¹⁷ Department of Medicine, The Ottawa Hospital, Ottawa, Canada.
¹⁸ Tecnológico de Monterrey. Escuela de Medicina y Ciencias de la Salud., Monterrey, Mexico.
¹⁹ Instituto de Cardiología y Medicina Vascular, TecSalud, Sa Pedro Garza Garcia, Mexico.
²⁰ Vascular Laboratory, The Alfred Hospital, Melbourne, Australia.
²¹ Motol University Hospital, Department of Cardiovascular Surgery, Prague, Czech Republic.

Abstract

Background Direct oral anticoagulants (DOACs) provide a safe, effective alternative to vitamin K antagonists (VKAs) for venous thromboembolism (VTE) treatment, as shown via intention-to-treat comparative effectiveness analysis. However, on-treatment analysis is imperative in observational studies because anticoagulation choice and duration are at investigators' discretion. Objectives The aim of the study is to compare the effectiveness of DOACs and VKAs on 12-month outcomes in VTE patients using on-treatment analysis. Methods The Global Anticoagulant Registry in the FIELD - VTE (GARFIELD-VTE) is a world-wide, prospective, non-interventional study observing treatment of VTE in routine clinical practice. Results In total, 8,034 patients received VKAs ( n = 3,043, 37.9%) or DOACs ( n = 4,991, 62.1%). After adjustment for baseline characteristics and follow-up bleeding events, and accounting for possible time-varying confounding, all-cause mortality was significantly lower with DOACs than VKAs (hazard ratio: 0.58 [95% confidence interval 0.42-0.79]). Furthermore, patients receiving VKAs were more likely to die of VTE complications (4.9 vs. 2.2%) or bleeding (4.9 vs. 0.0%). There was no significant difference in rates of recurrent VTE (hazard ratio: 0.74 [0.55-1.01]), major bleeding (hazard ratio: 0.76 [0.47-1.24]), or overall bleeding (hazard ratio: 0.87 [0.72-1.05]) with DOACs or VKAs. Unadjusted analyses suggested that VKA patients with active cancer or renal insufficiency were more likely to die than patients treated with DOAC (52.51 [37.33-73.86] vs. 26.52 [19.37-36.29] and 9.97 [7.51-13.23] vs. 4.70 [3.25-6.81] per 100 person-years, respectively). Conclusion DOACs and VKAs had similar rates of recurrent VTE and major bleeding. However, DOACs were associated with reduced all-cause mortality and a lower likelihood of death from VTE or bleeding compared with VKAs.
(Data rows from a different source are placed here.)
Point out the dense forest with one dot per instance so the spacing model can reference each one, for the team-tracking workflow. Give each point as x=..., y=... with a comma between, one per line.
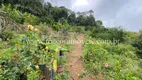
x=124, y=57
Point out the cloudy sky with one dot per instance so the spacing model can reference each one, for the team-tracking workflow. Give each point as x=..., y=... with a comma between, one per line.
x=126, y=13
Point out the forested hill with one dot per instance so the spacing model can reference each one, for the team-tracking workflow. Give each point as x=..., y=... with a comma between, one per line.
x=48, y=13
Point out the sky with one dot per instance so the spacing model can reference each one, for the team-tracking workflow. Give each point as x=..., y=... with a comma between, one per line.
x=125, y=13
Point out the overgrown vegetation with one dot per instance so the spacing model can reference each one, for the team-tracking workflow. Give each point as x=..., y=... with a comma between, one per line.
x=114, y=53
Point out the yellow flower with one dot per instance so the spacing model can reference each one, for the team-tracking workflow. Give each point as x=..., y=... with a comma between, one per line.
x=46, y=48
x=36, y=30
x=28, y=68
x=55, y=65
x=57, y=50
x=30, y=27
x=37, y=67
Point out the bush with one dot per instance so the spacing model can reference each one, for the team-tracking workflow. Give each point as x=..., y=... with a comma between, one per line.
x=113, y=61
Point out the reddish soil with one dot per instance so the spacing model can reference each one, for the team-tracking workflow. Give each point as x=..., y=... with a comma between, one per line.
x=75, y=64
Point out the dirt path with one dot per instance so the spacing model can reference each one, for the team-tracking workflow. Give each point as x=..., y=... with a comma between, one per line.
x=74, y=61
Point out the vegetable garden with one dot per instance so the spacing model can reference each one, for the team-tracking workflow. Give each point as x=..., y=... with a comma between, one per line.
x=34, y=45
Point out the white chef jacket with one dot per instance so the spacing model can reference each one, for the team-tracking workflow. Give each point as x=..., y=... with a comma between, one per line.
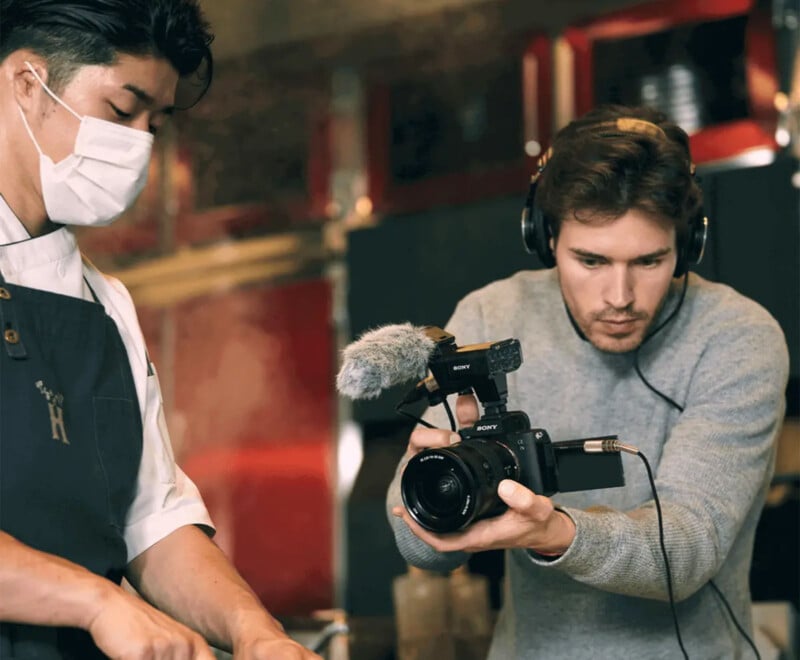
x=165, y=497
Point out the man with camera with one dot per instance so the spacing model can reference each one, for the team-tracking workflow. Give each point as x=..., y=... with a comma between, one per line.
x=89, y=490
x=618, y=338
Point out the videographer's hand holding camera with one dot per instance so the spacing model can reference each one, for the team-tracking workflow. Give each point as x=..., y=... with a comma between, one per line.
x=531, y=521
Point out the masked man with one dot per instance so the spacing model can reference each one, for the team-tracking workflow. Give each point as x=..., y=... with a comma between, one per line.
x=89, y=490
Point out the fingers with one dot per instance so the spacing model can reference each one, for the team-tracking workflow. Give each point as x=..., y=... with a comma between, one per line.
x=424, y=438
x=524, y=501
x=467, y=411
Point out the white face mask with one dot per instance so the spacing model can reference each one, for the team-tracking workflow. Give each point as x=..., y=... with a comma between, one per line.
x=101, y=178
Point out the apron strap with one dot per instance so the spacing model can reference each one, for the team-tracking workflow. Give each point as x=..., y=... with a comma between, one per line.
x=12, y=340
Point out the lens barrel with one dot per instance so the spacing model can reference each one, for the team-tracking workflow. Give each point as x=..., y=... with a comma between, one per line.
x=448, y=488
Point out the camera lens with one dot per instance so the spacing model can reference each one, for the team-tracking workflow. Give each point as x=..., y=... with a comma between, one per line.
x=448, y=488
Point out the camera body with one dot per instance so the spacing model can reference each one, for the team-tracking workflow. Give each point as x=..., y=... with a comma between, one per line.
x=445, y=489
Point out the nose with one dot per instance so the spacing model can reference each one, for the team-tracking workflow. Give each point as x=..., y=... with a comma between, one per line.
x=618, y=292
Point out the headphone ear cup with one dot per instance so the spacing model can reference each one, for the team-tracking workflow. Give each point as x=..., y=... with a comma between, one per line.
x=536, y=232
x=691, y=251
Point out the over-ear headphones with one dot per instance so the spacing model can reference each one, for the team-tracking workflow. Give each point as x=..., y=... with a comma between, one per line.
x=536, y=230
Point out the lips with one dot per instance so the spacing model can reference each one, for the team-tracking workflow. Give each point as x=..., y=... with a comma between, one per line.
x=620, y=326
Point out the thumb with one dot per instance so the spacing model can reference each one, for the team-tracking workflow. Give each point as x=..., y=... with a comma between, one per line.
x=515, y=495
x=467, y=412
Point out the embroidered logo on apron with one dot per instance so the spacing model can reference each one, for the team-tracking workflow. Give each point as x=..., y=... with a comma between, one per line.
x=55, y=404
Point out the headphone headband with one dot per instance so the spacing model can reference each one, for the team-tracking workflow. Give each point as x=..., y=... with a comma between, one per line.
x=536, y=230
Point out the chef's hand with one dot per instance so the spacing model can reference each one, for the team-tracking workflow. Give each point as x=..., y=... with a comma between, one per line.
x=126, y=628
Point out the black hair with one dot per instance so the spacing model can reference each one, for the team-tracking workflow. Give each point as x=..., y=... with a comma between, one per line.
x=596, y=173
x=70, y=34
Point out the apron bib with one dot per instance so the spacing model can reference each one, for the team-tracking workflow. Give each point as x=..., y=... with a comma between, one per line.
x=70, y=446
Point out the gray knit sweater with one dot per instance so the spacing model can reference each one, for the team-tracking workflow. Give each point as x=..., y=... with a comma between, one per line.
x=724, y=359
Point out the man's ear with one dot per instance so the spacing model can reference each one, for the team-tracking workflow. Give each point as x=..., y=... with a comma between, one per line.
x=26, y=89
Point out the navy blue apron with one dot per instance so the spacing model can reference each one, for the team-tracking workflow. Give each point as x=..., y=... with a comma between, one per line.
x=70, y=446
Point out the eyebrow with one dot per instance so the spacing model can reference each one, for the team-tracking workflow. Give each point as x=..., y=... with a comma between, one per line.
x=578, y=252
x=144, y=97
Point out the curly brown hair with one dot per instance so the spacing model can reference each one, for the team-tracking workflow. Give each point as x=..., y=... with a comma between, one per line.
x=600, y=168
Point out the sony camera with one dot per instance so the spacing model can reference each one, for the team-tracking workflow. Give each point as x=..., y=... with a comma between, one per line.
x=445, y=489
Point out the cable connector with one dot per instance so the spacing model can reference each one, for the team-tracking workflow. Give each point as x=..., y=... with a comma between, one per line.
x=607, y=446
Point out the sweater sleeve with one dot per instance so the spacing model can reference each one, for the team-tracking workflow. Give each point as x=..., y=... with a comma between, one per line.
x=715, y=465
x=466, y=326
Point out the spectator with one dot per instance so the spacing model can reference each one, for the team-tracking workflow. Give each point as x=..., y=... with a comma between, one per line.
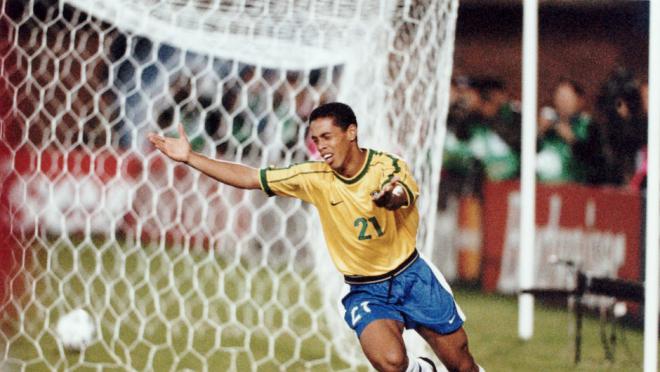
x=621, y=104
x=483, y=137
x=569, y=145
x=494, y=132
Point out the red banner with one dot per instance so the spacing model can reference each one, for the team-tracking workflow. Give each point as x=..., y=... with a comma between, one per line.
x=598, y=229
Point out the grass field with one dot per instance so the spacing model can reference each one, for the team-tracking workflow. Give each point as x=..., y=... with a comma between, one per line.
x=168, y=309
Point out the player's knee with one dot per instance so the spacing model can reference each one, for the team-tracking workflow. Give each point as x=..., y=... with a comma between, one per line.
x=392, y=361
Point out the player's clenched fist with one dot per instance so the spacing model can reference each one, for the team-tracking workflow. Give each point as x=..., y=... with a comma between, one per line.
x=391, y=196
x=176, y=148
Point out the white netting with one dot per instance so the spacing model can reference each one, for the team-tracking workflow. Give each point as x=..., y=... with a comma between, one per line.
x=177, y=270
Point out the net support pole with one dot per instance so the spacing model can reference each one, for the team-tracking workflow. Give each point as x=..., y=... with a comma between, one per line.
x=528, y=171
x=652, y=198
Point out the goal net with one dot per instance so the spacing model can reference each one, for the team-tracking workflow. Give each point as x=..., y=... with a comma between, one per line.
x=178, y=271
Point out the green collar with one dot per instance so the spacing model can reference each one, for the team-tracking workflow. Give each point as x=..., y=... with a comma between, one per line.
x=361, y=173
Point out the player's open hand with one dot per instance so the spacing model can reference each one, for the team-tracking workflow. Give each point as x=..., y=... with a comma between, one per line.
x=176, y=148
x=390, y=196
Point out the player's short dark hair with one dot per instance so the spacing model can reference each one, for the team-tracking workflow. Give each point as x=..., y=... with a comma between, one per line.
x=341, y=113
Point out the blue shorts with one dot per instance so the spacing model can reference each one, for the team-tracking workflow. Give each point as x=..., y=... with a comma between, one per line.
x=417, y=296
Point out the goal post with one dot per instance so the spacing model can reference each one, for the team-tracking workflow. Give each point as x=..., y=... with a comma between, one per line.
x=178, y=270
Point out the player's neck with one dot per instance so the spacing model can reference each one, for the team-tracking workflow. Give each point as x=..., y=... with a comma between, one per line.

Keywords: anticoagulation; direct oral anticoagulants; on-treatment comparative effectiveness; venous thromboembolism; vitamin K antagonists.

The Author(s). This is an open access article published by Thieme under the terms of the Creative Commons Attribution License, permitting unrestricted use, distribution, and reproduction so long as the original work is properly cited. ( https://creativecommons.org/licenses/by/4.0/ ).

Grants and funding

Funding This work was supported by the Thrombosis Research Institute (London, UK).